Below I will be describing a lot of small and mostly unrelated (but similar) changes that compound into substantial improvements overall. This is currently not in a cleaned-up state and far from ready for a PR, because I would first like to gauge interest in these changes - some of them are double-edges swords as performance gains are moderate but complexity improves. Roughly speaking, I’d like to:
- Hear your opinions.
- Get feedback on how much this actually improves performance in real dashboards, as benchmarks are always limited. Do you have any non-trivial apps that you could try this out on? Branches in my forks a listed below.
- Find out if and how things should be incorporated. I don’t think one big PR is a good idea. We could pick a few of the most promising changes and handle them individually.
I’d like to gauge interest in these changes before cleaning them up into proper PRs. Each optimization is an independent commit and could be submitted separately.
The total size of the changes is quite modest actually:
$ cd holoviz/param && git diff --stat main
param/parameterized.py | 49 +++++++++++++++++++++++++++++++++++--------------
1 file changed, 35 insertions(+), 14 deletions(-)

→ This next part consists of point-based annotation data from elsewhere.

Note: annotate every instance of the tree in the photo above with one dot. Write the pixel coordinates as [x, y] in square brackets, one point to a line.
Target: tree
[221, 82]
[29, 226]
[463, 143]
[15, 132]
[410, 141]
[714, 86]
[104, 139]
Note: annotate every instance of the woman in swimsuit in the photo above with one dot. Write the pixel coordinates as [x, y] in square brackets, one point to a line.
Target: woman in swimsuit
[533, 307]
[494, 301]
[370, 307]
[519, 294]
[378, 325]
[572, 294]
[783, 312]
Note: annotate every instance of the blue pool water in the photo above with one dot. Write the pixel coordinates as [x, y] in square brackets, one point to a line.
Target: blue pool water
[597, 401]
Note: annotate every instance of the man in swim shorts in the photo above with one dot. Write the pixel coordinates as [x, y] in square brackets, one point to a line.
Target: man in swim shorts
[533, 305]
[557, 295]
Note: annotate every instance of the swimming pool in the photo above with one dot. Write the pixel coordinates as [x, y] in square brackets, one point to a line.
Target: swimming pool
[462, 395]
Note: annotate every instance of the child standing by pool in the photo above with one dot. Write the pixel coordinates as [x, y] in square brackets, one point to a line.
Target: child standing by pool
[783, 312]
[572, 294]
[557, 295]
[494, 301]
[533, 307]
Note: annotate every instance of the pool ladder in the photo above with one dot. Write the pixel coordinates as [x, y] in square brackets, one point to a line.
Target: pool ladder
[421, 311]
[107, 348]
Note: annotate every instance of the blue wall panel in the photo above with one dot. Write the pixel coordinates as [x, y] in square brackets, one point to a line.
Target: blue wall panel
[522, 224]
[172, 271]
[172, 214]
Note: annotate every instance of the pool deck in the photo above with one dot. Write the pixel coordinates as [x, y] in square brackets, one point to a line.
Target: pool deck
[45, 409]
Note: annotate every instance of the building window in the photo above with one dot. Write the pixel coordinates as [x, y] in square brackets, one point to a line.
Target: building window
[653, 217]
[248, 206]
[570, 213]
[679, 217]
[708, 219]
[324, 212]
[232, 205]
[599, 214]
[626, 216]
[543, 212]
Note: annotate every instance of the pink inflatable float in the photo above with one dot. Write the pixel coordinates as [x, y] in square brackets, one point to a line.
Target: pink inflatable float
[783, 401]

$ cd holoviz/holoviews && git diff --stat main
holoviews/core/data/__init__.py | 5 +++--
holoviews/core/util/types.py | 33 +++++++++++++++++++++++++++++----
holoviews/plotting/bokeh/element.py | 98 ++++++++++++++++++++++++++++++++++++++++++++++++++++++++++++++++++++++++++++++++++++++++++--------
holoviews/plotting/bokeh/graphs.py | 14 ++++++++------
holoviews/plotting/bokeh/plot.py | 10 ++++++----
holoviews/plotting/plot.py | 4 ++--
6 files changed, 138 insertions(+), 26 deletions(-)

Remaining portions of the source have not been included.